The forged, although so incredibly varied, are all a part of my world, individuals who have helped shape my perspective, and it was so special and essential to open up the conversation around intimacy in an area where I felt held, and just like the forged carried their very own stories, in addition to parts of mine as they moved inside the space. 

How did you give you the title I Close My Eyes and Taste Desire?

Ronan Mckenzie: The title is the reality; I desire to be held, and to carry. My imagination is alive, and I can taste the probabilities that slip through my mind. 

Do you might have a favorite piece from the gathering, and in that case, which one?

Ronan Mckenzie: Every look is my favourite look. I believe that is what’s so special in regards to the collection – I genuinely cannot select a favorite and even top three because all of them mean a lot in other ways. My beautiful and dear friend Alva Claire who closed the show said that she would wear the entire collection on different days and in several moods, and I believe there may be a time and place for every bit. All of those moments and versions of myself are equally essential to me. 

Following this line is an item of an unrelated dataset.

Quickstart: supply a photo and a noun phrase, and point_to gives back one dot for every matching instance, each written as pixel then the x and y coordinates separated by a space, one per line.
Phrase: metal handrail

What have you ever enjoyed probably the most about working on Selasi?

Ronan Mckenzie: Selasi is my fun – it’s where I can uncompromisingly express whatever I need to. I can walk into an attractive church in Hackney scented with Responsibility of Intimacy – which is a gently sensual yet empowered fragrance by Ezra-Lloyd Jackson that makes my mouth water and my lungs lift – to the sound of “Every little thing Together”, a rating by Melo-Zed, which takes us on a journey through the complexities of what it means to long for, and be longed for. I can stride into the center of the space to exhibit what it might feel to me to be held with my angel, artist, curator and dear friend Ibby, on a sculptural seat which I made with good friend and collaborator Jobe Burns, designed to carry me while I hold someone. It’s rare to search out a creative practice where one can explore and expand so broadly, and Selasi creates space for me to do this.  

What are your hopes for the longer term of Selasi?

Ronan Mckenzie: I hope that Selasi stays my place to play so long as I want it, and it creates room for others to feel how I do too.